First of all, Al Gore never claimed he invented the Internet, as Somerby has documented beyond any conceivable doubt, so there was no reason for the Times to bring up Gore in this context, and once they did, it was more than incumbent on them to expose Kovner's ignorant, snotty remark for being... that's right, ignorant and snotty.

Secondly, whatever his numerous faults, Beethoven (if not Mendelssohn) was a profound lover of nature who would certainly have passionately supported Al Gore's environmental politics.
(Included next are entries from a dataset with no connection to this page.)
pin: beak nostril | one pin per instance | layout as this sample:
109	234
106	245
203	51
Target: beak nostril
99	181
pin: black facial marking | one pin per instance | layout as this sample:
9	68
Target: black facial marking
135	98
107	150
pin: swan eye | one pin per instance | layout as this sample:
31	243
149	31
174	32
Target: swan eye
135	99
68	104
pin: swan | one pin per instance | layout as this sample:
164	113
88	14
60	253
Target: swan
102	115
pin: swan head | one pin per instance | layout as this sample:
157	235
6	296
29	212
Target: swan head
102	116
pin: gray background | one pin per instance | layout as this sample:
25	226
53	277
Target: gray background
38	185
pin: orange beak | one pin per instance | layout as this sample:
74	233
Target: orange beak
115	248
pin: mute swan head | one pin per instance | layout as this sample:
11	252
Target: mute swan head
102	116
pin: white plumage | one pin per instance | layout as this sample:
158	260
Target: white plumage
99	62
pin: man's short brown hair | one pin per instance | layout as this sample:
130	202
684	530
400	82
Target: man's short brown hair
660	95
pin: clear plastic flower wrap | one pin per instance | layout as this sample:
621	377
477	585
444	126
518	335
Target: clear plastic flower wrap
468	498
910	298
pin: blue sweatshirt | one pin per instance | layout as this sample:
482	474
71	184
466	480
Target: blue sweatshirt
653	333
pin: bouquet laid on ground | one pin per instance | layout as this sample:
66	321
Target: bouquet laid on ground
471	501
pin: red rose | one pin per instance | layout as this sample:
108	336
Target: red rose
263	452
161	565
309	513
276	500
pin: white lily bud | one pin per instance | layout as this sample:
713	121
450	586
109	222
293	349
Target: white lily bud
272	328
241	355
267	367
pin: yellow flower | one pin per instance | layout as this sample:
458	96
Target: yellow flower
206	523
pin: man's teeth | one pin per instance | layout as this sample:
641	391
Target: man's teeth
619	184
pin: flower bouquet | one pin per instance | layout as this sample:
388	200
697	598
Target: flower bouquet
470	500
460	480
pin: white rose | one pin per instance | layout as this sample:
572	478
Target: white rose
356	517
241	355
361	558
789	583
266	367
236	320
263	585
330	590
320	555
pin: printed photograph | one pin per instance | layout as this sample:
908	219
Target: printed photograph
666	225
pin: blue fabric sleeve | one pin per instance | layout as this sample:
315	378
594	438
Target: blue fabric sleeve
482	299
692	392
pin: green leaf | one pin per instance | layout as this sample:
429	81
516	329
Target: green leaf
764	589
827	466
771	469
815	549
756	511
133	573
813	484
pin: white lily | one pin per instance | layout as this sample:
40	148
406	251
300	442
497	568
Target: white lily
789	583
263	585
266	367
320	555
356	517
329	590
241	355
Furthermore, Beethoven, while dependent upon the largess of the aristocracy, was an egalitarian, if not a liberal - the exact antithesis of the kind of elite, pompous, incompetent asses worshipped, and underwritten, by the likes of AEI. There's a famous story told about Beethoven and Goethe, which gives insight into the composer's attitude towards the political elites of his time:
Beethoven was 42, Goethe 63, with the publication of the first part of Faust four years behind him. Of this meeting, the following vignette has come down to us. - As Beethoven and Goethe walked, some of the nobility passed with their entourage. Goethe politely stepped aside and bowed deferentially to the nobles - while Beethoven, in a typical gesture, strode almost defiantly right through their midst, with his hands behind his back and without acknowledging the presence of the nobles, who had no alternative but to give him clear passage. When Goethe asked Beethoven how he could so disrespectfully treat these nobles, the composer replied, again characteristically, "There are countless 'nobles', but only two of us."
Third, Kovner's quip wasn't funny. Unless, that is, you find neo-conservative discourse, after the disaster they inflicted on Iraq, a laugh riot. I don't.

Yes, it's a trivial thing, the Times printing this bozo's nonsense buried deep in a puff piece about a donation to a music school, yet paradoxically, that's why it's important. This kind of bowing and scraping to neocons, especially filthy rich neocons, is so prevalent in the media that we tend to discount its pernicious cumulative effect. Intentionally or not, it keeps conservative lies, myths, and ideologies within the mainstream discourse. And that perpetuates the notion that these people are, in some sense, advocating a sensible mainstream American political philosophy. They aren't, and the Times shouldn't give them carte blanche to spread their lies, especially in a story that is presumably far removed from their wacky thinking.